Single by Perfume

from the album Cosmic Explorer
- B-side: "Hold Your Hand"; "DISPLAY"; "いじわるなハロー";
- Released: July 16, 2014
- Recorded: 2014
- Genre: Polka; techno-pop; dubstep; electro dance;
- Length: 31:39; 4:17;
- Label: Universal J
- Songwriter: Yasutaka Nakata
- Producer: Yasutaka Nakata

Perfume singles chronology
| "Sweet Refrain" (2013) | "Cling Cling" (2014) | "Relax In The City (Pick Me Up)" (2015) |

Music videos
- "Cling Cling" on YouTube
- "Display" on YouTube
- "Hold your Hand" on YouTube

= Cling Cling =

"Cling Cling" is a song by Japanese girl group Perfume, the second for their fifth album Cosmic Explorer.
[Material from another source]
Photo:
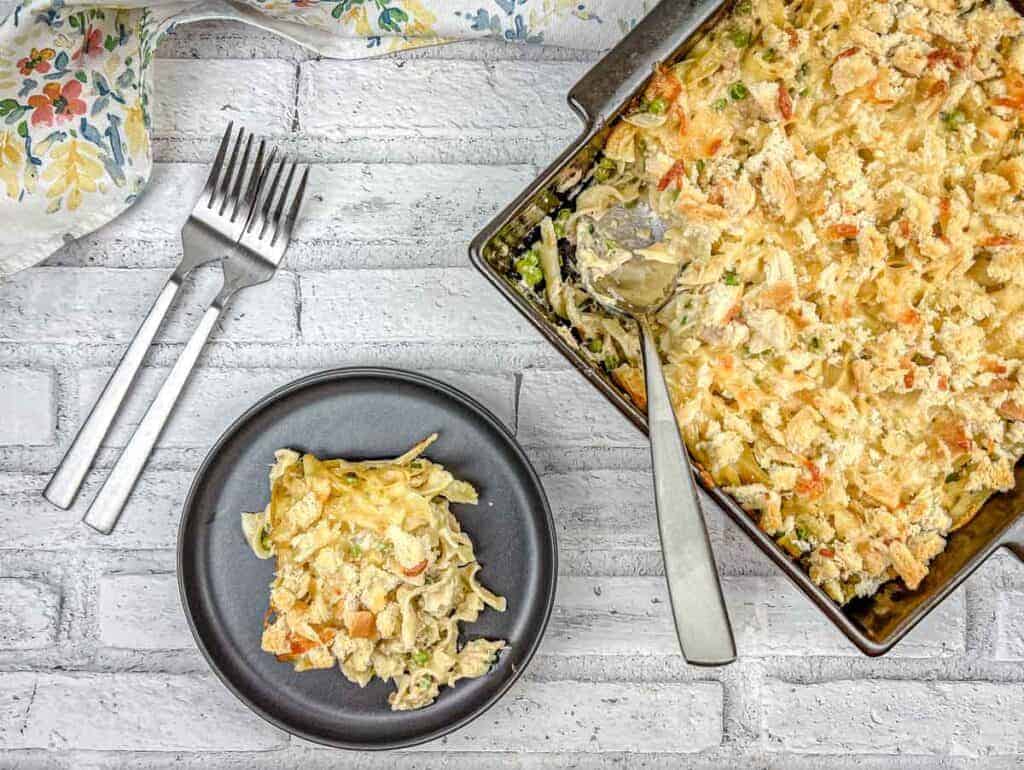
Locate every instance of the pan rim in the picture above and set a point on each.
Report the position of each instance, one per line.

It was released as a single in Japan on July 16, 2014. The B-side "Hold Your Hand" was released as a digital single on May 21, 2014.

== Music videos ==

=== Cling Cling ===
The music video for "Cling Cling" was created with an "Oriental" concept. It is set in an underground world where various eras and cultures are mixed. The members of Perfume appear wearing two different sets of outfits. The video was directed by Daisuke Shimada. The film set was designed by art director Yōhei Taneda. The role of the young girl was played by Momoe Mori.

=== Display ===
The music video for "Display" was produced in collaboration with Panasonic. It was shot in 4K resolution at 60 frames per second. Images from three different sets were simultaneously combined, making use of motion control cameras.

==Track listings==

Digital EP and regular CD maxi single
| No. | Title | Length |
|---|---|---|
| 1. | "Cling Cling" | 4:17 |
| 2. | "Hold Your Hand" | 3:35 |
| 3. | "DISPLAY" | 3:48 |
| 4. | "いじわるなハロー" ("Ijiwaruna Hello") | 4:07 |

Limited edition CD maxi single
| No. | Title | Length |
|---|---|---|
| 1. | "Cling Cling" | 4:17 |
| 2. | "Hold Your Hand" | 3:35 |
| 3. | "DISPLAY" | 3:48 |
| 4. | "いじわるなハロー" ("Ijiwaruna Hello") | 4:07 |
| 5. | "Cling Cling" (original instrumental) |  |
| 6. | "Hold Your Hand" (original instrumental) |  |
| 7. | "DISPLAY" (original instrumental) |  |
| 8. | "いじわるなハロー" ("Ijiwaruna Hello") (original instrumental) |  |

Limited edition bonus DVD
| No. | Title | Length |
|---|---|---|
| 1. | "Cling Cling" (video clip) |  |
| 2. | "Cling Cling" (Teaser) |  |
| 3. | "DISPLAY" (short version) (video clip) |  |
| 4. | "「Perfume FES!! 2014」3/15〜4/11ダイジェスト" |  |

Limited edition (box + photo booklet) bonus DVD
| No. | Title | Length |
|---|---|---|
| 5. | "西脇家メモリアル「スパイス」「SHINING☆STAR」" |  |

==Charts==

Weekly chart performance for "Cling Cling"
| Chart (2014) | Peak position |
|---|---|
| Japan (Japan Hot 100) | 2 |
| Japan (Oricon) | 2 |

Annual chart rankings for "Cling Cling"
| Chart (2014) | Rank |
|---|---|
| Japan Adult Contemporary (Billboard) | 72 |

==Certifications==

| Region | Certification | Certified units/sales |
| Japan (RIAJ) | Gold | 100,000^{^} |
^{^} Shipments figures based on certification alone.